In the directory "firmware" look for the .bin file that starts with "nodemcu-master"
A Python-based, open source, platform independent, utility.
https://nodemcu.readthedocs.io/en/master/en/flash/#esptoolpy
Self-contained NodeMCU flasher with GUI based on esptool.py and wxPython.
https://nodemcu.readthedocs.io/en/master/en/flash/#nodemcu-pyflasher
Suggested tool: nodemcu-uploader.py
https://github.com/kmpm/nodemcu-uploader
Use a serial connection at 115200 baud to connect and configure your gateway:
The LoRaWanGateway is configured to listen for all spreadingsfactors on EU channel 0 (868.1 Mhz).
The LoRaWanGateway can be run in two modes
When listening to a single SF, the range of your gateway will increase a lot because messages below the noise floor will be received too.
Changing the configuration can be done from the LUA shell using the new CONFIG object.
Values can be changed using CONFIG.PARAMETER=VALUE i.e. CONFIG.GW_FREQ=902300000 for listening to channel
0 on the US915 band.
CONFIG.print() shows the current configuration.
CONFIG.save() saves the current configuration.
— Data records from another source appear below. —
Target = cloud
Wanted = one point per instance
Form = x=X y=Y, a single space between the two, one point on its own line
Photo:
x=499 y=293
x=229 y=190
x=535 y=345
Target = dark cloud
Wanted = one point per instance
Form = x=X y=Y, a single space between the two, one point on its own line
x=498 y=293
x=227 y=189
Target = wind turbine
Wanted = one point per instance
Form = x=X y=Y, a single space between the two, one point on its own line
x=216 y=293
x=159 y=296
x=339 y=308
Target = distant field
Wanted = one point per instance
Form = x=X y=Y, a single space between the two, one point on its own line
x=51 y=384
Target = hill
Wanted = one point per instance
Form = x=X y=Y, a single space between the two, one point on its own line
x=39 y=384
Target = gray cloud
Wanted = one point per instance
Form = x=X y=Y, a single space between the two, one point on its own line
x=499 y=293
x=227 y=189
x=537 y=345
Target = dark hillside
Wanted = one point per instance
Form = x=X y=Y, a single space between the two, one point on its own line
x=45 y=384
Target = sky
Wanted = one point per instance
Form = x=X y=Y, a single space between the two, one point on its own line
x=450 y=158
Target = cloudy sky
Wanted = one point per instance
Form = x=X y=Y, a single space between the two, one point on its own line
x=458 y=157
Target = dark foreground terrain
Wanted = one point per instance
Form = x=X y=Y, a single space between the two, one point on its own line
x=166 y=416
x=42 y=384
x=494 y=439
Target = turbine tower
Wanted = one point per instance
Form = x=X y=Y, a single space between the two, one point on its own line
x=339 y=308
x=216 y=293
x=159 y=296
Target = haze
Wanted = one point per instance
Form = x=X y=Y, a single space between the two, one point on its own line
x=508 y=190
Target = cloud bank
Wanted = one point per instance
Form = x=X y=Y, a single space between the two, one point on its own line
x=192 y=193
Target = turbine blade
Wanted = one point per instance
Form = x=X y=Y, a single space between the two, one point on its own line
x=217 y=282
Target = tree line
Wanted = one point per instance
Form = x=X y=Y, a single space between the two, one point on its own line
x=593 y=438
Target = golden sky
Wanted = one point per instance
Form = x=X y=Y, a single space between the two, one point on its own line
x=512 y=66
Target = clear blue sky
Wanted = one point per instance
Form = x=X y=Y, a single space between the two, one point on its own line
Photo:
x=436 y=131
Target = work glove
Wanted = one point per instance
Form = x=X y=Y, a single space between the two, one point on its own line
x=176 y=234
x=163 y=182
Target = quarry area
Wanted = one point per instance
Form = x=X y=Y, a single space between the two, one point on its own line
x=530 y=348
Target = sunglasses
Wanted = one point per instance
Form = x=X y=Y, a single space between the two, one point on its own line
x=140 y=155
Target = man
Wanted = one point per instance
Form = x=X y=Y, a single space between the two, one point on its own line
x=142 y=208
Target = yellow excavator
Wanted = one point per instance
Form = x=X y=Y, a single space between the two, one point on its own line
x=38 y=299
Parameter | Description | Default |
---|---|---|
GW_HOSTNAME | Hostname for telnet server | "lorawangw" |
GW_NTP_SERVER | Dns name of the ntp server to connect | "nl.pool.ntp.org" |
GW_ROUTER | Dns name of the router to connect | "router.eu.thethings.network" |
GW_PORT | Port number of the router to connect | 1700 |
GW_FREQ | Frequency (in Hz) to listen to | 868100000 |
GW_BW | BW to listen to | "BW125" |
GW_SF | SF to listen to ("SF7".."SF12"|"ALL") | "ALL" (listen to all SF's) |
GW_ALT | Altitude of your gateway location | 0 |
GW_LAT | Latitude of your gateway location | "0.0" |
GW_LON | Longitude of your gateway location | "0.0" |
GW_NSS | NSS pin number | 0 |
GW_DIO0 | DIO0 pin number | 1 |
GW_DIO1 | DIO1 pin number | 2 |
The gateway will listen to only one specific channel. It will send on whatever channel or datarate the router seems fit...
You can connect to your gateway using a telnet client. If you connect to GW_HOSTNAME:23 you will get access
to the LUA shell of your gateway.
From this shell you can monitor your gateway, and execute lua commands like node.restart() and =node.heap().
You can view statistics by entering statistics() in the LUA shell or in your telnet terminal.